Emergence of 5G – Getting Started with Edge Computing on AWS
Most MNOs have upgraded their networks from 4G/LTE to 5G within major metropolitan areas. However, more remote areas of the same networks are still serviced by 4G/LTE. The delay has been economic. The market for mobile devices has largely been captured. Customers want 5G but aren’t willing to pay extra for it. Therefore, MNOs that do roll out 5G can steal customers from ones that don’t – which ultimately means 5G rollout occurs primarily in areas of highest demand and highest competition.

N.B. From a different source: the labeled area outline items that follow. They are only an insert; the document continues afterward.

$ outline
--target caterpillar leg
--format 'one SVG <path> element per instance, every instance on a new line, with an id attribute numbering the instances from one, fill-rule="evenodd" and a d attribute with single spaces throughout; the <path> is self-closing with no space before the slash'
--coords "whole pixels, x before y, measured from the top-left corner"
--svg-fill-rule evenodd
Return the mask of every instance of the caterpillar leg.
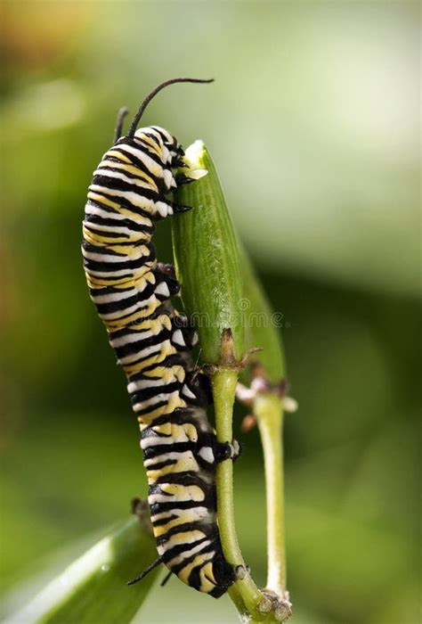
<path id="1" fill-rule="evenodd" d="M 232 442 L 215 442 L 215 456 L 217 464 L 225 462 L 226 459 L 235 462 L 241 452 L 242 447 L 237 439 L 233 439 Z"/>
<path id="2" fill-rule="evenodd" d="M 178 351 L 190 351 L 198 342 L 198 334 L 187 316 L 176 315 L 172 321 L 171 343 Z"/>
<path id="3" fill-rule="evenodd" d="M 160 301 L 166 301 L 170 297 L 179 294 L 180 291 L 180 283 L 167 267 L 171 265 L 160 265 L 154 270 L 156 279 L 154 294 Z"/>
<path id="4" fill-rule="evenodd" d="M 157 568 L 162 562 L 163 562 L 163 558 L 158 557 L 154 562 L 152 562 L 152 563 L 150 563 L 150 565 L 147 568 L 145 568 L 143 572 L 141 572 L 139 577 L 136 577 L 135 579 L 132 579 L 132 580 L 129 580 L 127 585 L 134 585 L 138 581 L 142 580 L 142 579 L 144 579 L 147 576 L 147 574 L 150 574 L 150 572 L 151 572 L 153 570 L 155 570 L 155 568 Z"/>
<path id="5" fill-rule="evenodd" d="M 193 405 L 201 407 L 210 405 L 213 402 L 213 393 L 209 377 L 201 373 L 199 369 L 187 371 L 182 394 Z"/>

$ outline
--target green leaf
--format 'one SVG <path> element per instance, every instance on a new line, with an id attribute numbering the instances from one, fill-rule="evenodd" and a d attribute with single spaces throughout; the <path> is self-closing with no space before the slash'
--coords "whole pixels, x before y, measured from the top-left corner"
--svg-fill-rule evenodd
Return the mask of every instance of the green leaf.
<path id="1" fill-rule="evenodd" d="M 71 563 L 7 624 L 129 622 L 157 571 L 134 586 L 127 581 L 156 558 L 152 536 L 138 517 L 131 518 Z"/>
<path id="2" fill-rule="evenodd" d="M 245 250 L 241 250 L 241 266 L 246 347 L 263 349 L 254 353 L 251 360 L 259 362 L 265 370 L 266 378 L 278 383 L 286 374 L 280 335 L 282 315 L 272 311 Z"/>
<path id="3" fill-rule="evenodd" d="M 231 329 L 237 358 L 243 355 L 239 302 L 242 278 L 236 235 L 218 174 L 201 141 L 186 150 L 189 177 L 196 182 L 176 192 L 192 210 L 172 219 L 177 277 L 184 308 L 199 335 L 202 360 L 217 364 L 224 329 Z"/>

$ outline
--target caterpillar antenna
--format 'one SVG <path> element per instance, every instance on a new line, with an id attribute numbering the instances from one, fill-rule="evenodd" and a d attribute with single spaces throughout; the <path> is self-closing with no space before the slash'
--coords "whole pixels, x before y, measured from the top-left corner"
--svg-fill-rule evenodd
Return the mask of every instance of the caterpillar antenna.
<path id="1" fill-rule="evenodd" d="M 149 95 L 146 96 L 142 103 L 138 109 L 138 112 L 136 115 L 134 117 L 134 120 L 130 125 L 129 127 L 129 132 L 127 133 L 127 136 L 130 138 L 134 137 L 134 133 L 136 132 L 136 127 L 139 124 L 139 121 L 143 115 L 143 111 L 147 108 L 148 104 L 152 100 L 153 97 L 157 95 L 157 94 L 161 91 L 161 89 L 164 89 L 166 86 L 168 86 L 169 85 L 174 85 L 176 82 L 199 82 L 199 83 L 207 83 L 207 82 L 214 82 L 214 78 L 207 78 L 207 79 L 203 79 L 203 78 L 172 78 L 171 80 L 166 80 L 166 82 L 162 82 L 161 85 L 158 85 L 158 86 L 153 89 Z"/>

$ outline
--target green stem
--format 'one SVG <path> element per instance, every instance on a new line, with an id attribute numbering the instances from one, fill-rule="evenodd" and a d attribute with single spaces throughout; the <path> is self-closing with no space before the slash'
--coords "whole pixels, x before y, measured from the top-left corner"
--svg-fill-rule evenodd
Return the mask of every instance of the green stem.
<path id="1" fill-rule="evenodd" d="M 271 393 L 258 394 L 254 401 L 264 450 L 267 505 L 267 589 L 286 595 L 286 546 L 284 526 L 283 406 Z"/>
<path id="2" fill-rule="evenodd" d="M 212 378 L 215 425 L 219 442 L 231 442 L 233 438 L 232 412 L 237 382 L 238 372 L 231 367 L 219 367 Z M 246 567 L 236 535 L 233 505 L 233 463 L 230 460 L 217 465 L 216 490 L 218 524 L 223 552 L 227 561 L 234 566 Z M 248 573 L 235 582 L 229 594 L 238 609 L 241 609 L 245 612 L 245 610 L 242 609 L 243 603 L 251 614 L 264 599 Z"/>

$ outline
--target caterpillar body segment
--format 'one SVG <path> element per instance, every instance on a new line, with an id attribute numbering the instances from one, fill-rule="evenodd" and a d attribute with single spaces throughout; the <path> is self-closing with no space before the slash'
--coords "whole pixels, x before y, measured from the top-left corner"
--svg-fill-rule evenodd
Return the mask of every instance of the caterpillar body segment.
<path id="1" fill-rule="evenodd" d="M 171 304 L 180 288 L 174 269 L 157 261 L 151 242 L 157 221 L 187 209 L 169 199 L 189 181 L 174 173 L 183 151 L 164 128 L 135 130 L 134 121 L 93 173 L 83 224 L 84 267 L 140 423 L 159 555 L 149 570 L 164 562 L 185 584 L 218 597 L 235 571 L 220 541 L 215 466 L 235 458 L 239 447 L 216 442 L 205 411 L 207 380 L 190 357 L 198 338 Z"/>

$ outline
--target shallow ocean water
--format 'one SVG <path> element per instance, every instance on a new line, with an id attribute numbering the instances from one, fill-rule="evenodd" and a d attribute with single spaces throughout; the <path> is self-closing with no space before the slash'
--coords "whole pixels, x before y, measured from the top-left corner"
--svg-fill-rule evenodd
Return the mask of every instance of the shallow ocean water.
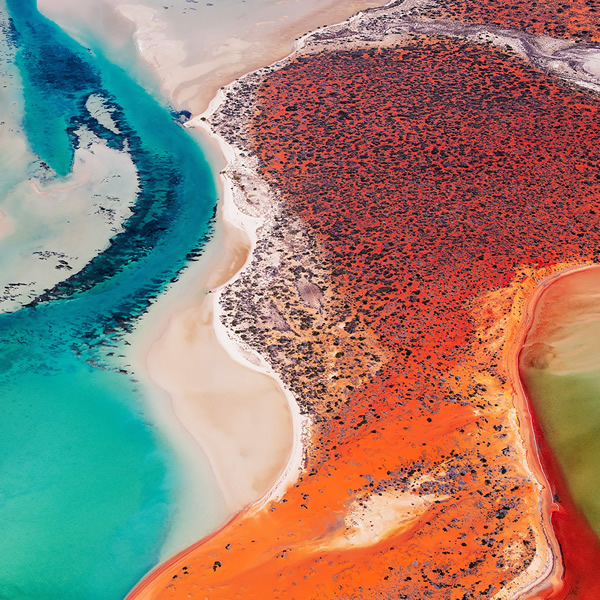
<path id="1" fill-rule="evenodd" d="M 209 239 L 213 175 L 177 115 L 99 49 L 79 46 L 33 0 L 0 12 L 10 98 L 0 152 L 14 156 L 0 175 L 13 223 L 0 251 L 21 276 L 5 282 L 0 315 L 0 598 L 121 598 L 158 562 L 179 485 L 127 364 L 127 335 Z M 73 180 L 74 157 L 94 148 L 113 188 Z M 75 192 L 25 194 L 32 185 Z M 70 210 L 85 200 L 87 212 Z M 85 260 L 63 256 L 57 240 L 89 246 L 86 219 L 98 214 L 105 240 Z M 207 491 L 199 519 L 216 513 Z"/>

This is starting to change as MNOs realize they can leverage the same upgrades they did for 5G to capture entirely new revenue streams. Historically, MNO Central Offices (COs) have been small facilities filled with purpose-built hardware for the Radio Access Network (RAN) only, with backhauls to a regional office that is an actual data center – a relic of decades-old copper-wire telco networks:

Figure 1.3 – 4G/LTE backhaul model
However, COs for an MNO moving to 5G have to be transformed into small data centers to support Network Functions Virtualization (NFV) and the distributed nature of 5G:

Figure 1.4 – 5G network distributed model
At the same time, more and more devices are coming online with demand for applications that require more bandwidth or do not tolerate the jitter and latency that inevitably occurs when traffic is backhauled and only then routed over the internet to a cloud provider.

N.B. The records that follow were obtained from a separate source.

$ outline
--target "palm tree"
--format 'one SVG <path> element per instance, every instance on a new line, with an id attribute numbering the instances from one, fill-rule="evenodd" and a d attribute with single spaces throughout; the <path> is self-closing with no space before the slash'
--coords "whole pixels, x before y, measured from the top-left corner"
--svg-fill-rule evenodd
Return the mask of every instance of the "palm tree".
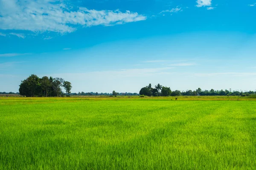
<path id="1" fill-rule="evenodd" d="M 158 90 L 158 92 L 159 92 L 160 90 L 162 89 L 162 87 L 163 86 L 160 85 L 159 84 L 157 84 L 157 85 L 155 86 L 155 88 L 157 89 L 157 90 Z"/>

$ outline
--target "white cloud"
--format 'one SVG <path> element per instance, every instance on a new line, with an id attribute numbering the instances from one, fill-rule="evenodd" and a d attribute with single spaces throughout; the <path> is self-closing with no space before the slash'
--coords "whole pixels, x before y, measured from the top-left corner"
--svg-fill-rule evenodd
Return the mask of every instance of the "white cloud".
<path id="1" fill-rule="evenodd" d="M 0 57 L 14 57 L 17 56 L 18 55 L 30 55 L 30 53 L 23 53 L 23 54 L 19 54 L 19 53 L 8 53 L 8 54 L 0 54 Z"/>
<path id="2" fill-rule="evenodd" d="M 5 37 L 6 36 L 6 35 L 3 34 L 2 32 L 0 32 L 0 36 Z"/>
<path id="3" fill-rule="evenodd" d="M 15 35 L 18 37 L 19 38 L 25 38 L 26 36 L 23 34 L 17 34 L 12 32 L 9 34 L 10 35 Z"/>
<path id="4" fill-rule="evenodd" d="M 198 4 L 196 6 L 198 7 L 212 5 L 212 0 L 197 0 L 197 3 Z"/>
<path id="5" fill-rule="evenodd" d="M 168 65 L 169 66 L 190 66 L 195 65 L 195 63 L 178 63 L 176 64 L 171 64 Z"/>
<path id="6" fill-rule="evenodd" d="M 162 11 L 160 14 L 162 13 L 163 12 L 170 12 L 170 13 L 177 13 L 179 12 L 182 11 L 182 9 L 181 9 L 181 8 L 179 7 L 179 6 L 176 7 L 175 8 L 173 8 L 171 10 L 167 10 Z"/>
<path id="7" fill-rule="evenodd" d="M 150 60 L 144 61 L 144 63 L 161 63 L 166 61 L 166 60 Z"/>
<path id="8" fill-rule="evenodd" d="M 215 7 L 207 7 L 207 9 L 208 10 L 212 10 L 212 9 L 214 9 L 215 8 Z"/>
<path id="9" fill-rule="evenodd" d="M 199 77 L 209 77 L 220 76 L 221 75 L 227 75 L 232 76 L 252 76 L 256 75 L 256 72 L 217 72 L 210 73 L 195 73 L 194 74 L 196 76 Z"/>
<path id="10" fill-rule="evenodd" d="M 0 0 L 0 29 L 71 32 L 78 26 L 110 26 L 146 19 L 137 12 L 88 9 L 57 0 Z"/>
<path id="11" fill-rule="evenodd" d="M 256 3 L 253 3 L 252 4 L 249 4 L 248 6 L 254 6 L 256 5 Z"/>
<path id="12" fill-rule="evenodd" d="M 52 37 L 46 37 L 45 38 L 44 38 L 44 40 L 50 40 L 52 38 Z"/>

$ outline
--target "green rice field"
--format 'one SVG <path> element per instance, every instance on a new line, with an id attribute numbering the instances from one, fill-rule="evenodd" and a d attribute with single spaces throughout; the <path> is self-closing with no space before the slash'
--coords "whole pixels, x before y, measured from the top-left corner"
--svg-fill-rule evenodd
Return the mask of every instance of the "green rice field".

COs become multitenant data centers
Enter MEC. In this model, MNOs use their existing physical footprint to provide compute and storage capacity for customer applications in the same way that cloud providers do – only much closer to the mobile devices consuming those applications. Average latency from mobile device to application is reduced to single digits, while 5G network slicing can ensure a level of jitter, security, and throughput that meets customer needs on a per-application basis:

Figure 1.5 – MEC example
MEC pushes significant compute resources close to the mobile devices without requiring any change to said devices. Emerging use cases such as Virtual Reality (VR), Augmented Reality (AR), smart cities, and robotics benefit from lower latency. Ever-increasing demands from video streaming apps exploit MEC for pre-staging content to reduce upstream bandwidth consumption. AI/ML systems can deliver inferences closer to real-time than if bulk observations had to be shipped back to a central location.
AWS Wavelength is an end-to-end MEC service built in partnership with MNOs around the world. It allows you to activate a special type of Availability Zone (AZ) that can host instances or containers, and participate in a Virtual Private Cloud (VPC) just like a region-based AZ. Further, services such as AWS Outposts, AWS Local Zones, and AWS EKS or ECS Anywhere can be used to build your own MEC platform.